1 De Heere HEERE deed mij aldus zien; en ziet, Hij formeerde sprinkhanen, in het begin des opkomens van het nagras; en ziet, het was het nagras, na des konings afmaaiingen.
2 En het geschiedde, als zij het kruid des lands geheel zouden hebben afgegeten, dat ik zeide: Heere HEERE! vergeef toch; wie zou er van Jakob blijven staan; want hij is klein! 3 Toen berouwde zulks den HEERE; het zal niet geschieden, zeide de HEERE.

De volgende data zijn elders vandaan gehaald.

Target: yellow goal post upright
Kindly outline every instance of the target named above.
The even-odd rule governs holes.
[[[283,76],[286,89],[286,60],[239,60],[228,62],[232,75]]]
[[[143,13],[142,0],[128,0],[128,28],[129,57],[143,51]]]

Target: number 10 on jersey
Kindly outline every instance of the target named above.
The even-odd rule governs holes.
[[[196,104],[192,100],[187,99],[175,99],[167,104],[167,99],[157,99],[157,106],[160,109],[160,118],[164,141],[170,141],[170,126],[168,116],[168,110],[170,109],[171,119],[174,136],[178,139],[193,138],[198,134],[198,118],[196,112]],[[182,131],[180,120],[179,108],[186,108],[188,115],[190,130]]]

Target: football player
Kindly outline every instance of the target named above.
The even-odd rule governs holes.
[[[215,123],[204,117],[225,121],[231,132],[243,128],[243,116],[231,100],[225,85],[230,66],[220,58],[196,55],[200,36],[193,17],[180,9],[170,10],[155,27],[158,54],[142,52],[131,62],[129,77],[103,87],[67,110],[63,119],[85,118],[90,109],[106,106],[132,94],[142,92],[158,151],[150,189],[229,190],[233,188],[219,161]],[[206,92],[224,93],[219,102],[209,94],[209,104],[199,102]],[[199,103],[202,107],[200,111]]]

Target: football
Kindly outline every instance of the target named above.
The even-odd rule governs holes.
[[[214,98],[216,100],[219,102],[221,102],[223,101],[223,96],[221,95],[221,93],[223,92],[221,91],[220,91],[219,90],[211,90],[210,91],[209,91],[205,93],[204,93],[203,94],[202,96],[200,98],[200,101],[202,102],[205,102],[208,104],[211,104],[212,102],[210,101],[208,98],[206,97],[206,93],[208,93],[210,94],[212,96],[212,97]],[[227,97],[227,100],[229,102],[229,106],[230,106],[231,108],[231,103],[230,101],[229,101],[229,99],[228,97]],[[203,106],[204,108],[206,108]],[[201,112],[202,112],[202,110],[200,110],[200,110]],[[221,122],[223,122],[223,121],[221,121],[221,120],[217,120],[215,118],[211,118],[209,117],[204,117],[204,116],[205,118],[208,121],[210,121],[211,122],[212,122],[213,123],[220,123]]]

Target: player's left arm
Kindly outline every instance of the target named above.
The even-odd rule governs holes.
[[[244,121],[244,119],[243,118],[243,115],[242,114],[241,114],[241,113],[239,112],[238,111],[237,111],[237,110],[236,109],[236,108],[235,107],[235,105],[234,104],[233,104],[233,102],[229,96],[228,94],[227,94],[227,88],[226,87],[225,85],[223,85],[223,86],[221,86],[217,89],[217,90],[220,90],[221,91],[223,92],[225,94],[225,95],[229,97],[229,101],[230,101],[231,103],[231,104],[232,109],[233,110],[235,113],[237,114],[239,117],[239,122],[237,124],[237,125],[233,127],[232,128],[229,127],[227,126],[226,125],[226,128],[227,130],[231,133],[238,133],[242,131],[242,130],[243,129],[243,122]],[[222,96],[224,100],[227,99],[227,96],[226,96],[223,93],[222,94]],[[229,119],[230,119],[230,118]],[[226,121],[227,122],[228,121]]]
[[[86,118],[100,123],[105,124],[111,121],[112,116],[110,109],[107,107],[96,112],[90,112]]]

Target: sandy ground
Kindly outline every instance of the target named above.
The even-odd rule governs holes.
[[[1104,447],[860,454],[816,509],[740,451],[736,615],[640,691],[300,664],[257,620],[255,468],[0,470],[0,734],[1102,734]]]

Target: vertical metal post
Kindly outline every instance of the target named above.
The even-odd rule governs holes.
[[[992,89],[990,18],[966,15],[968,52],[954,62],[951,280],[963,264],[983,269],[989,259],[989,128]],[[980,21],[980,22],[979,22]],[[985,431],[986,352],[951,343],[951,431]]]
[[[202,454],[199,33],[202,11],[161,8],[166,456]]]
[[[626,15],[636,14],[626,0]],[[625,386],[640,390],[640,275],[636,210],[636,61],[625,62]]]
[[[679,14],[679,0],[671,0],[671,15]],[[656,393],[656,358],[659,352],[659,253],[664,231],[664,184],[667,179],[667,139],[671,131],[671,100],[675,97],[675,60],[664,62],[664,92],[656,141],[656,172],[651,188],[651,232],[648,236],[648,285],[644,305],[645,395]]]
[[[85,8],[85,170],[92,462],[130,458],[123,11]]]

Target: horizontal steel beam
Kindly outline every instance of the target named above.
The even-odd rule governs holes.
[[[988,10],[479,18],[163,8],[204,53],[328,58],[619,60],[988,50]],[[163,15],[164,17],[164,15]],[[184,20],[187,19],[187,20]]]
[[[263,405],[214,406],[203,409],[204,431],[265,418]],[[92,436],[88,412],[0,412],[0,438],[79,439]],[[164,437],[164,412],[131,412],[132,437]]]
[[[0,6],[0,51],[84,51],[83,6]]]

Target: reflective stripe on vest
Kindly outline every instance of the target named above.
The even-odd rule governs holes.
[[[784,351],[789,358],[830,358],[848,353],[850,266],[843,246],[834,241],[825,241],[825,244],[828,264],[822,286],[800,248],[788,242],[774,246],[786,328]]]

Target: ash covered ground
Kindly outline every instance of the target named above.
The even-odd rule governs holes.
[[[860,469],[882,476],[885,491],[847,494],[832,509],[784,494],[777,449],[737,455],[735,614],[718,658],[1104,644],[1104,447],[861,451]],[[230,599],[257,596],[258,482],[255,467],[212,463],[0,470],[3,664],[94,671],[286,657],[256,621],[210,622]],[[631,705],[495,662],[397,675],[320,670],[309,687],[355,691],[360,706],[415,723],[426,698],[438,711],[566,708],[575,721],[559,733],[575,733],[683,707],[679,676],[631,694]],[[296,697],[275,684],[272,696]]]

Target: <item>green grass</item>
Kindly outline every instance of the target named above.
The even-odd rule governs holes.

4 Wijders deed mij de Heere HEERE aldus zien; en ziet, de Heere HEERE riep uit, dat Hij wilde twisten met vuur; en het verteerde een groten afgrond, ook verteerde het een stuk lands.
5 Toen zeide ik: Heere HEERE! houd toch op; wie zou er van Jakob blijven staan; want hij is klein! 6 Toen berouwde zulks den HEERE. Ook dit zal niet geschieden, zeide de Heere HEERE.
7 Nog deed Hij mij aldus zien; en ziet, de Heere stond op een muur, die naar het paslood gemaakt was, en een paslood was in Zijn hand.
8 En de HEERE zeide tot mij: Wat ziet gij, Amos? En ik zeide: Een paslood. Toen zeide de HEERE: Zie, Ik zal het paslood stellen in het midden van Mijn volk Israel; Ik zal het voortaan niet meer voorbijgaan. 9 Maar Izaks hoogten zullen verwoest, en Israels eigendommen verstoord worden; en Ik zal tegen Jerobeams huis opstaan met het zwaard.